Machine Learning for the LHC
LHC physics, like many other field in and around particle physics is living through an exciting, data-driven era. As theorists we can come up with ideas for physics beyond the Standard Model, motivated by dark matter or the matter-antimatter asymmetry or whatever else keeps us up at night, and immediately try it on LHC data. Even if we do not have access to the actual data we can devise search strategies using a simulation chain based on first principles and then hand our ideas and tools over to our experimental friends. The scientific challenge is that we have to understand the basic structure of LHC data, its (precision) simulation, and the best ways of using huge amounts of data. This immediately brings us to machine learning as a great tool for particle physicists. In our group we develop and apply modern data analysis tools in four ways, where this number should be increasing. Here is a list of papers we published on machine learning applications:
Jet and Event Classification
Multi-variate analysis methods have a long tradition in particle physics. If we use sub-jet physics as an example, we want to ask the question what kind of quark or gluon initiated an observed jet. Traditionally, this question is asked in relation to bottom quarks, which can be identified by a displaced decay vertex and one or more leptons inside the hadronic jets. From a theory and experimental perspective the cleanest signature are boosted top quarks. The original HEPTopTagger approach asks for two mass drops, one from the top decay and one from the W-decay. We know that this tagger can be hugely improved when we include a wealth of kinematic observables, some directly and some algorithmically derived from the energies and the momenta of the subjets. The obvious question is why we need to construct these high-level observables and if we cannot just feed the 4-momenta of the subjets into a classification algorithm. As a matter of fact, we can do exactly that. The next question is if we really need to train our classification on data where we know the truth label, or if we can just look for jets which look as little like QCD as possible. That is the second aspect we are working on these days. This work has been done with Sven Bollweg, Anja Butter, Sascha Diefenbacher, Barry Dillon, Hermann Frost, Manuel Haussmann, Theo Heimel, Gregor Kasieczka, Nicholas Kiefer, Michel Luchmann, Michael Russell, Torben Schell, Christof Sauer, Peter Sorrenson, Jennie Thompson, and more students and postdocs.

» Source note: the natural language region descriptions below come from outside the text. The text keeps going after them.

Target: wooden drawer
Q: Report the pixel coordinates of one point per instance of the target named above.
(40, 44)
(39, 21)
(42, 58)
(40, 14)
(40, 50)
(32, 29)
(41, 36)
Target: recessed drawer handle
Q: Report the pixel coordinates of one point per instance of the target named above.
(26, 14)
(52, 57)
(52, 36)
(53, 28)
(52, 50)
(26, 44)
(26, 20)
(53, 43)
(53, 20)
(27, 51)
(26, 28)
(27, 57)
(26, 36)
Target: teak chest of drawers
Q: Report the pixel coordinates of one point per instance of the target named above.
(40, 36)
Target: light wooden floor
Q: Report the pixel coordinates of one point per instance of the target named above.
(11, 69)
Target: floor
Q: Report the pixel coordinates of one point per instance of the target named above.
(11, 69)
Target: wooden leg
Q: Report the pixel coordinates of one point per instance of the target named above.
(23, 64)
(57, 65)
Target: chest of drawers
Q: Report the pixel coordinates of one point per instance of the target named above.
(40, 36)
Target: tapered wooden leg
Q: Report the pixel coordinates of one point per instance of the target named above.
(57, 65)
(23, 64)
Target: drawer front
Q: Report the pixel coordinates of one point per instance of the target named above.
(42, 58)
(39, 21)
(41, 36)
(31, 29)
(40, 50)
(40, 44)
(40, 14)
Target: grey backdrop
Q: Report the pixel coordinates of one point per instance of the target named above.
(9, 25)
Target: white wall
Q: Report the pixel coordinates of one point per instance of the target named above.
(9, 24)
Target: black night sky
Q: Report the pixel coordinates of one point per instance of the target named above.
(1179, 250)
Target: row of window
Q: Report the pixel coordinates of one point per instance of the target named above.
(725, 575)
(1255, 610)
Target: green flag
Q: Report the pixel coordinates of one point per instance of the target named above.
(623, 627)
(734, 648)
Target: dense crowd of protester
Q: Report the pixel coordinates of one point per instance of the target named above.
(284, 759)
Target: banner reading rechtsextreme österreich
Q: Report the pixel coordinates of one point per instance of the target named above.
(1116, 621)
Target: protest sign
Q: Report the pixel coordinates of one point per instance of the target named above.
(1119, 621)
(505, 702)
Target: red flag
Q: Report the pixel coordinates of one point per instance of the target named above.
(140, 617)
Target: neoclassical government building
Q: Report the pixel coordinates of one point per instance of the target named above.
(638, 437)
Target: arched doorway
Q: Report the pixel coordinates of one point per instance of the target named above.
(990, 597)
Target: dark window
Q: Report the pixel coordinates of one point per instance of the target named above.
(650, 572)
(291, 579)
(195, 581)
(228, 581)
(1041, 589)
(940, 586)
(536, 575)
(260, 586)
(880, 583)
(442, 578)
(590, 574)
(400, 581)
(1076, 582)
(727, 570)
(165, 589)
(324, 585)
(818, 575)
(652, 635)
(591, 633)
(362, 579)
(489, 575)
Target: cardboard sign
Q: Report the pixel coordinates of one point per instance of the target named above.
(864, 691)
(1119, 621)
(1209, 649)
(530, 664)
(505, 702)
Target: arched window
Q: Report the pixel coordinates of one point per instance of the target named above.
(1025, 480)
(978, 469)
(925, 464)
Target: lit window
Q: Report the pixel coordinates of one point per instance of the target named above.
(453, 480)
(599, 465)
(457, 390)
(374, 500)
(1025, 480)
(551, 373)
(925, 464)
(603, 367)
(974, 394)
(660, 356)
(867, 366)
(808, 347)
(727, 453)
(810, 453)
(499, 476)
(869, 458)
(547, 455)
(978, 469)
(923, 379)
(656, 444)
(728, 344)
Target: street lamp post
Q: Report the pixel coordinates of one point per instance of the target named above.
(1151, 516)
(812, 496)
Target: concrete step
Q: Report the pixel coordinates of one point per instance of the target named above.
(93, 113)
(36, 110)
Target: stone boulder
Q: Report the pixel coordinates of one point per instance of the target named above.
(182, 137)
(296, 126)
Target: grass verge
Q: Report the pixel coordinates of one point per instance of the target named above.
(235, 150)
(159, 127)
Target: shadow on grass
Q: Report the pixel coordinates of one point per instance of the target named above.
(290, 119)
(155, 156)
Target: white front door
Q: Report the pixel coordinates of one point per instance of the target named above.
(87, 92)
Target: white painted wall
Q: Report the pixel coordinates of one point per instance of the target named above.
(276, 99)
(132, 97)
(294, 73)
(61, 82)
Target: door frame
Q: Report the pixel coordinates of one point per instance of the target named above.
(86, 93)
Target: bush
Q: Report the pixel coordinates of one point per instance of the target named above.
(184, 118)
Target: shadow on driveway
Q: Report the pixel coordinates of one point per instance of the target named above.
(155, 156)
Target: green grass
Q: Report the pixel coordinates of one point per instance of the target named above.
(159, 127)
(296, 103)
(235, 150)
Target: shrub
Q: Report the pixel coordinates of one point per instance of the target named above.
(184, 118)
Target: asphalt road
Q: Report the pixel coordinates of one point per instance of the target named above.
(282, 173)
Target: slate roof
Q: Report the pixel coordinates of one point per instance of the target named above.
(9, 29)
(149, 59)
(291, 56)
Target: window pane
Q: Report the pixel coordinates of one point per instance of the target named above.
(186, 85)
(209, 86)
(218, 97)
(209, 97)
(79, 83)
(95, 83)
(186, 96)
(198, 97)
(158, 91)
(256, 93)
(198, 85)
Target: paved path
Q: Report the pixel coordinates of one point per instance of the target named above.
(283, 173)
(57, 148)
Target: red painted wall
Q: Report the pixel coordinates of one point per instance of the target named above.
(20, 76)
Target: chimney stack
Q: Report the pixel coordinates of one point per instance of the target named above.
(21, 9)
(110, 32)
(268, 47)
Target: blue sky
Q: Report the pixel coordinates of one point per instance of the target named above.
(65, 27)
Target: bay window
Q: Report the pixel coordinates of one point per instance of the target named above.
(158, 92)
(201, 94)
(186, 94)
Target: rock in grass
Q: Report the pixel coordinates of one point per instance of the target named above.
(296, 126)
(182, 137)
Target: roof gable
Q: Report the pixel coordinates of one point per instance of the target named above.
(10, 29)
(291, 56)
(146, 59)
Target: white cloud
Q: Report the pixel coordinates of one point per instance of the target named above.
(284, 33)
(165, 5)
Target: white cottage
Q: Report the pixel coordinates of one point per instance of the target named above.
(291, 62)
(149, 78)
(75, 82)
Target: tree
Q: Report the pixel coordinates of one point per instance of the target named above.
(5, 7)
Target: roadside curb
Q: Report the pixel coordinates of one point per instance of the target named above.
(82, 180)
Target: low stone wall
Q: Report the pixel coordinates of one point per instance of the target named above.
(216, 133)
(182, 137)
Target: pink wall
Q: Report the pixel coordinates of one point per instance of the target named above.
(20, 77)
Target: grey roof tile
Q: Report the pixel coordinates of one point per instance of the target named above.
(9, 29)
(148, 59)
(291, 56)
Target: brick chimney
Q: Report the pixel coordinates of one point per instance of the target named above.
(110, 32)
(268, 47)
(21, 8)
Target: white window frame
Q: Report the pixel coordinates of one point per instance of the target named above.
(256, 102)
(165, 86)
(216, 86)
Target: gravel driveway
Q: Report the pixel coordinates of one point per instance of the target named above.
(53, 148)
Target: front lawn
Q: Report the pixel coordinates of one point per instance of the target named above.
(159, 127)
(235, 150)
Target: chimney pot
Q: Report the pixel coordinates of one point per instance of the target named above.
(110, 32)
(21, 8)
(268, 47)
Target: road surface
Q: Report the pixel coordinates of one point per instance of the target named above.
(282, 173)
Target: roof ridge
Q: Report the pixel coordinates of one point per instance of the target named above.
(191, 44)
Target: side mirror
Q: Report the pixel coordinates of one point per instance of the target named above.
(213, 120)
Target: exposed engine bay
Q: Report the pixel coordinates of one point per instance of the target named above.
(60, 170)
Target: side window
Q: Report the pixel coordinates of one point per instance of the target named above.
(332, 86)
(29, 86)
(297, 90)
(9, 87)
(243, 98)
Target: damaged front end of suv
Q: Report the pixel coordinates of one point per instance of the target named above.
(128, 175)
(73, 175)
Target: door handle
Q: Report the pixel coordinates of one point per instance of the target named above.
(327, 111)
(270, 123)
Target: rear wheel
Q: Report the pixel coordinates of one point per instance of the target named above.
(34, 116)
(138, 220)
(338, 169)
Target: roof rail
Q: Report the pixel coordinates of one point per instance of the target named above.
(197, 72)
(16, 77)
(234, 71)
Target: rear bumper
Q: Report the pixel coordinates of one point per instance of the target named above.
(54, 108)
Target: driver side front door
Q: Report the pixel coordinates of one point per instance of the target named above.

Constructing a symmetric autoencoder with better latent spaces (2021). We know from our earlier study that it is possible to extract top jets from a QCD jet sample, essentially based on the compressibility of the encoded information. To apply unsupervized classification the other way around, we need to define a nice latent space and access this latent space rather than the reconstruction loss. And then it works.
Measurement of jet momenta with uncertainties and calibration of regression tools with Bayesian networks (2020). The measurement by the regression network tracks statistical and systematic uncertainties from the training data. We propose to calibrate the network in a straightforward way through the smearing introduced by the measurement of labels.
Jet and event classification with capsule networks (2019). Such capsule networks are a natural extension of (scalar) convolutional networks and can be used to analyse sparse sets of detector objects, each represented by a sparse calorimeter image.
Top tagging with uncertainties using Bayesian classification networks (2019). Such a tagger provides a classification output and a jet-wise error estimate on the classification outcome. While statistical uncertainties from a limited training sample are easily traced, systematic uncertainties lead to a correlation of the central value and the uncertainties, all the way to adversarial examples.
Top-tagging community paper (2019) comparing a wide range of top taggers, from image-based to 4-vector-based and theory-motivated tagging approaches. We show their respective performances for a standard data set and find that there are many ways of contructing highly performing taggers ready to hit LHC data.
LoLa-based quark-gluon tagger (2018) showing that the same 4-vector-based architecture can be used to distinguish hard processes with preferably quark or gluon jets. The issue is how to design a high-performance tagger in the presence of detector effects.
Jet autoencoder (2018) based on the DeepTop and LoLa taggers. We show howtop jets are less compressible than QCD jets, how they can be tagged, and how we can de-correlate the jet mass using an adversary. We also test the autoencoder on new physics in jets.
4-vector-based LoLa tagger (2017) which allows us to combine information from the calorimeter and the tracker, accounting for the different resolutions. It can be thought of a graph network over Minkowski space, where we use the fact that we know the Minkowski metric. For a cross check this is one of the few papers which quotes the Minkowski metric with an error bar.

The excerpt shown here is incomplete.